The US Supreme Court on Wednesday reversed a Second Circuit order mandating two separate convictions and sentences—one for a gun charge, the other for a killing—stemming from the same fatal robbery.
Congress generally intends to authorize one conviction per offense, an analysis that applies here, Justice Ketanji Brown Jackson wrote.
The decision resolves a seven-circuit split over whether cumulative sentences for crimes stemming from the same conduct violate double jeopardy, and reinforced a nearly century-old legal principle limiting multiple punishments in such cases absent Congressional intent otherwise.

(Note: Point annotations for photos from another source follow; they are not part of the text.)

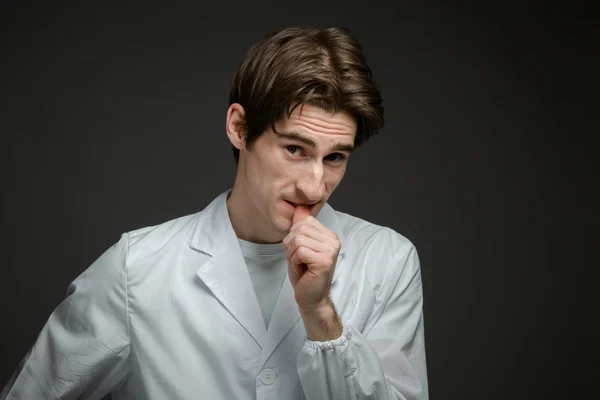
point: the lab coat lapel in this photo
(225, 272)
(286, 313)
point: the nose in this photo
(311, 184)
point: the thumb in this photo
(300, 213)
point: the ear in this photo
(236, 125)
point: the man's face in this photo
(302, 164)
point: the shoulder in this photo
(384, 253)
(148, 241)
(362, 234)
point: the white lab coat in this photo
(169, 312)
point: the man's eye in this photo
(292, 149)
(336, 157)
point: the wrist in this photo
(322, 323)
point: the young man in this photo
(267, 293)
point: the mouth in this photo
(294, 205)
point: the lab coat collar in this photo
(224, 271)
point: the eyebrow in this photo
(348, 148)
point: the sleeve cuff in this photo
(330, 344)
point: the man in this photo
(267, 293)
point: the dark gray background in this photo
(113, 119)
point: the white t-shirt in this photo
(267, 267)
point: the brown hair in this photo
(294, 66)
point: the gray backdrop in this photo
(113, 119)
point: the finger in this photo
(316, 245)
(300, 213)
(305, 256)
(312, 221)
(295, 271)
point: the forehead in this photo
(314, 121)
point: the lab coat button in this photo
(267, 376)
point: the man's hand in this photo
(312, 251)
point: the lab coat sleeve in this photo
(384, 361)
(82, 350)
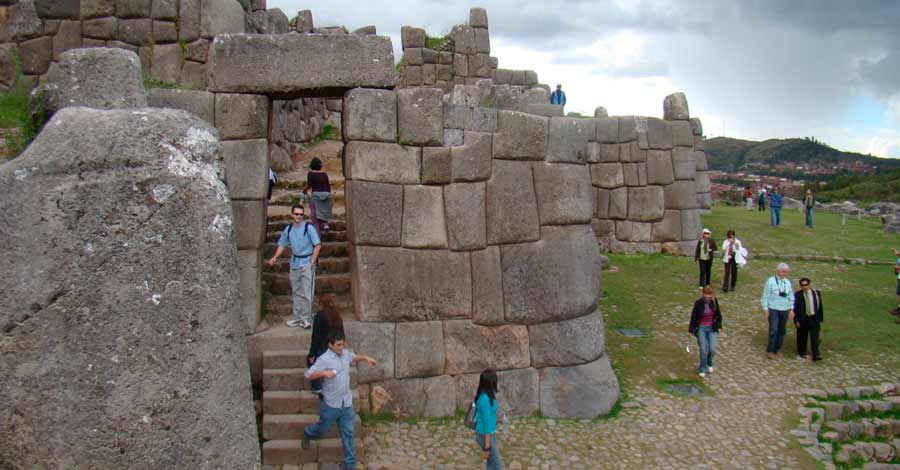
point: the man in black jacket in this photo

The defendant in the underlying matter, Dwayne Barrett, argued that sentencing him consecutively violated his protections against double jeopardy, noting that the counts stemmed from the same conduct and one was a lesser included offense of the other. The two sections in question are under 18 U.S.C. § 924.
Congress didn’t authorize convictions under both sections for one act “that violates both provisions,” Wednesday’s opinion says. Legislators intended one section as “an alternative, not a supplement,” to the other, Jackson wrote.
“At the very least, Congress did not clearly manifest a contrary intention, as it would have to do if it wished to authorize two convictions in these circumstances,” the opinion says.
Jackson’s opinion was joined by all justices, though the last section on the statute’s legislative history was joined only by Chief Justice John Roberts and Justices Sonia Sotomayor and Elena Kagan. Justice Neil Gorsuch authored a partial concurring opinion.
The portion of the opinion not joined by Gorsuch didn’t constitute an opinion of the court.
Gorsuch noted that the court’s precedents “speak confusingly” about how to analyze double-jeopardy concerns stemming from a single prosecution, rather than successive cases.
Wednesday’s decision “is correct as far as it goes,” Gorsuch wrote, but “sooner or later we will have to clear up the confusion—and to my eyes, this case serves as a poster child for how that confusion should be resolved. Mr. Barrett really was charged twice for one offense. He really was convicted twice. Before our intervention, he really was set to be criminally punished twice. And whatever Congress might or might not intend, that is double jeopardy.”
The case is Barrett v. US, U.S., No. 24-5774, opinion 1/14/26.